Today, February 28, is Rare Disease Day, with events taking place in over 90 countries around the world to raise awareness about rare diseases. The theme for #RareDiseaseDay 2017 is research, with the slogan: "With research, the possibilities are limitless."

Rare Disease Day provides opportunities for people with loved ones affected by rare diseases to share the importance of finding life-saving treatments for these often devastating childhood diseases.

This year's Rare Disease Day video features people searching for answers on the Internet, highlighting how disappointing it is when their efforts result in "your search had no results." It ends with the hope and promise that comes with unlocking cures through research into rare diseases, something that is a continuous struggle:

Government policy makers, industry, researchers, universities, students, NGOs, clinicians, consultants, and physicians all play a role in the following:

• Research & development

• Access to medicine

• The importance of diagnosis for early intervention

• Coordination of care, evaluating therapies and treatments

• Patient case studies

A "rare disease" is defined in the United States as a disease or disorder that affects fewer than 200,000 Americans at any given time. GM-1 Gangliosidosis, for instance, is a fatal, degenerative, lysosomal storage disease that affects up to one in 100,000 births.

GM-1 Gangliosidosis is an inherited disorder that progressively destroys nerve cells (neurons) in the brain and spinal cord. Some researchers classify this condition into three major types based on the age at which signs and symptoms first appear. Although the three types differ in severity, their features can overlap significantly. Because of this overlap, other researchers believe that GM1 gangliosidosis represents a continuous disease spectrum instead of three distinct types.

Type I is the infantile form, with symptoms usually occurring by six months. It is the most severe form of the disease with those affected only reaching early childhood.

Type II is the late infantile and juvenile forms. These children have normal early development, but they begin to show signs and symptoms of the condition around the age of 18 months (late infantile form) or 5 years (juvenile form). Type II also causes a shortened life expectancy, with children with the late infantile form typically surviving into mid-childhood.

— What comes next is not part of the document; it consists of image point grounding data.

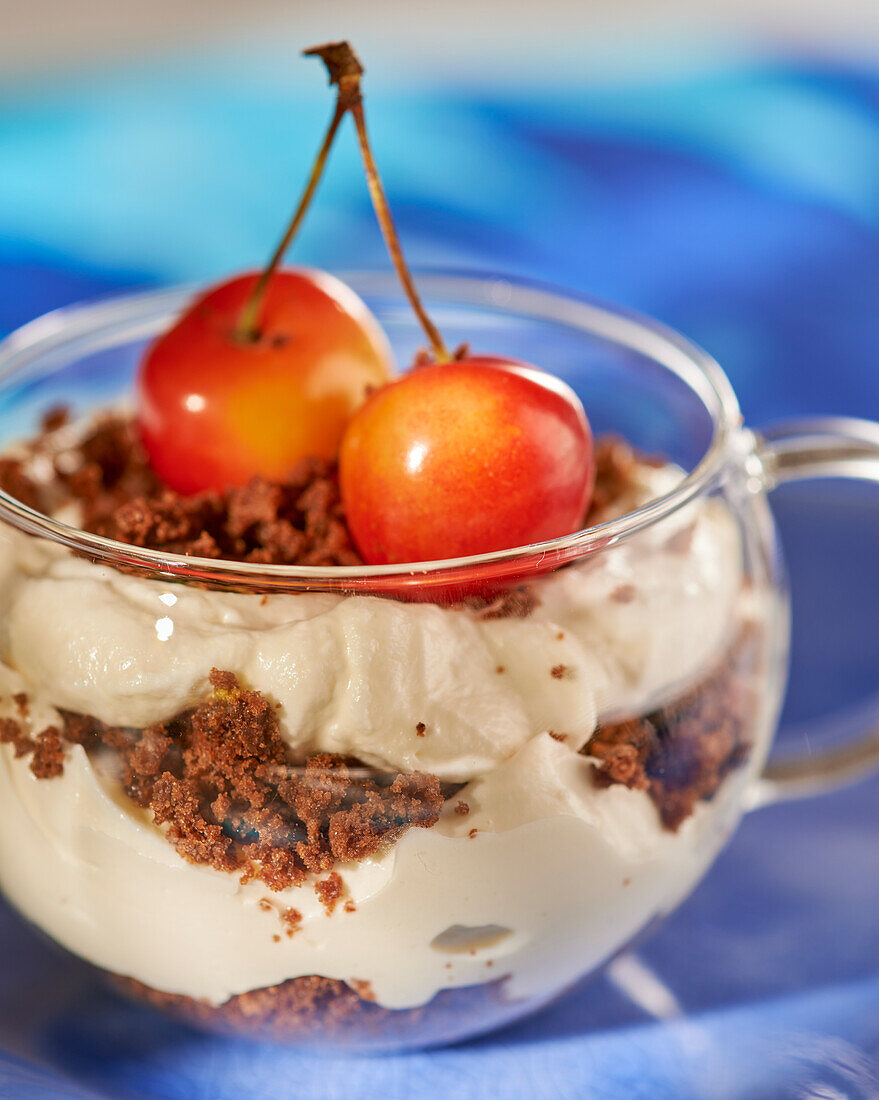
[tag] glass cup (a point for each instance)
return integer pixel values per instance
(472, 782)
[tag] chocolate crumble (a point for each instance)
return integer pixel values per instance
(681, 754)
(220, 778)
(296, 521)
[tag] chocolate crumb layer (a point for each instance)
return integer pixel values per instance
(296, 521)
(314, 1009)
(219, 777)
(681, 754)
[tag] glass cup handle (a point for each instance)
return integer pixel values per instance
(799, 451)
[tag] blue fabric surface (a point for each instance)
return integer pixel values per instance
(740, 206)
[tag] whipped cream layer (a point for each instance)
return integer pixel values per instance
(559, 873)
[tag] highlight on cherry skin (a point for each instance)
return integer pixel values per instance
(216, 409)
(465, 458)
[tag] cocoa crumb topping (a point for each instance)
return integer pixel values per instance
(47, 761)
(11, 733)
(293, 920)
(329, 891)
(296, 521)
(46, 750)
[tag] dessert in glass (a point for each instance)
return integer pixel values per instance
(276, 773)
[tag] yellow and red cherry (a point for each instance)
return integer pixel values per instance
(215, 408)
(465, 458)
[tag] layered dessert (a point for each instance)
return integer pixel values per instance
(288, 803)
(311, 813)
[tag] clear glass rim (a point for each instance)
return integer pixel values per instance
(501, 294)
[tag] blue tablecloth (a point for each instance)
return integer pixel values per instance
(740, 206)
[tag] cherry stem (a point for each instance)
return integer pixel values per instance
(392, 240)
(248, 327)
(345, 72)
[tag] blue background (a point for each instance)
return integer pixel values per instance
(739, 205)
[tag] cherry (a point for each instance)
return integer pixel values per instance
(262, 371)
(465, 458)
(215, 409)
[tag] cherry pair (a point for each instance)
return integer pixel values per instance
(462, 455)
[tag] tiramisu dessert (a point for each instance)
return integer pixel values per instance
(370, 817)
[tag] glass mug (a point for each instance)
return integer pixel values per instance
(588, 718)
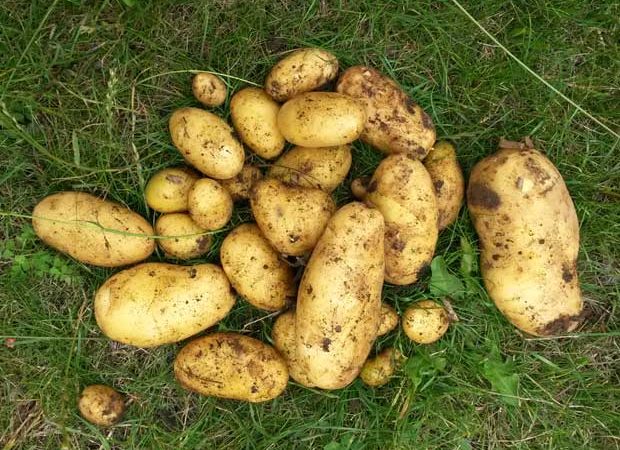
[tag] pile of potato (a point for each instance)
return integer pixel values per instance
(332, 310)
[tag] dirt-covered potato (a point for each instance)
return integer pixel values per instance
(101, 405)
(255, 269)
(323, 167)
(303, 70)
(206, 142)
(156, 303)
(92, 230)
(339, 298)
(254, 115)
(448, 181)
(232, 366)
(425, 322)
(292, 218)
(189, 241)
(529, 240)
(321, 119)
(210, 205)
(395, 123)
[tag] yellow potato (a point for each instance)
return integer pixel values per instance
(153, 304)
(90, 229)
(395, 123)
(255, 269)
(232, 366)
(303, 70)
(321, 119)
(206, 142)
(339, 298)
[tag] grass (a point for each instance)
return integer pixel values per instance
(86, 89)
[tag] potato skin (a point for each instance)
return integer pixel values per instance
(76, 235)
(255, 269)
(402, 190)
(305, 69)
(153, 304)
(206, 142)
(395, 123)
(292, 218)
(319, 167)
(339, 298)
(232, 366)
(529, 240)
(321, 119)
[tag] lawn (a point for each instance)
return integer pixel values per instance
(86, 88)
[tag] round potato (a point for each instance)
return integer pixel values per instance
(153, 304)
(323, 168)
(92, 230)
(232, 366)
(206, 142)
(303, 70)
(321, 119)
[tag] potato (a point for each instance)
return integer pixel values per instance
(339, 298)
(402, 190)
(233, 366)
(209, 89)
(323, 167)
(156, 303)
(529, 240)
(425, 322)
(255, 269)
(210, 205)
(395, 123)
(90, 229)
(291, 218)
(321, 119)
(254, 115)
(167, 190)
(304, 70)
(448, 181)
(190, 240)
(206, 142)
(101, 405)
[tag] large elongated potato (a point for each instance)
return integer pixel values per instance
(255, 269)
(156, 303)
(395, 123)
(305, 69)
(233, 366)
(529, 240)
(206, 142)
(339, 298)
(321, 119)
(92, 230)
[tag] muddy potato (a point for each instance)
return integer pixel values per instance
(395, 123)
(156, 303)
(206, 142)
(232, 366)
(339, 298)
(90, 229)
(303, 70)
(321, 119)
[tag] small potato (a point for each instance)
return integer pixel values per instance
(323, 168)
(101, 405)
(232, 366)
(425, 322)
(178, 225)
(321, 119)
(303, 70)
(254, 115)
(209, 89)
(210, 205)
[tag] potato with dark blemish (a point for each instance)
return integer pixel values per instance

Individuals with GM1 Gangliosidosis type II experience developmental regression but usually do not have cherry-red spots, distinctive facial features, or enlarged organs. Type II usually progresses more slowly than type I, but still causes a shortened life expectancy. People with the late infantile form typically survive into mid-childhood, while those with the juvenile form often live into early adulthood.

Type III is known as the adult or chronic form of GM-1 Gangliosidosis and it represents the mildest end of the disease spectrum. The age at which symptoms first appear varies, but most affected individuals develop signs and symptoms in their teens. Life expectancy varies among people with adult onset GM1.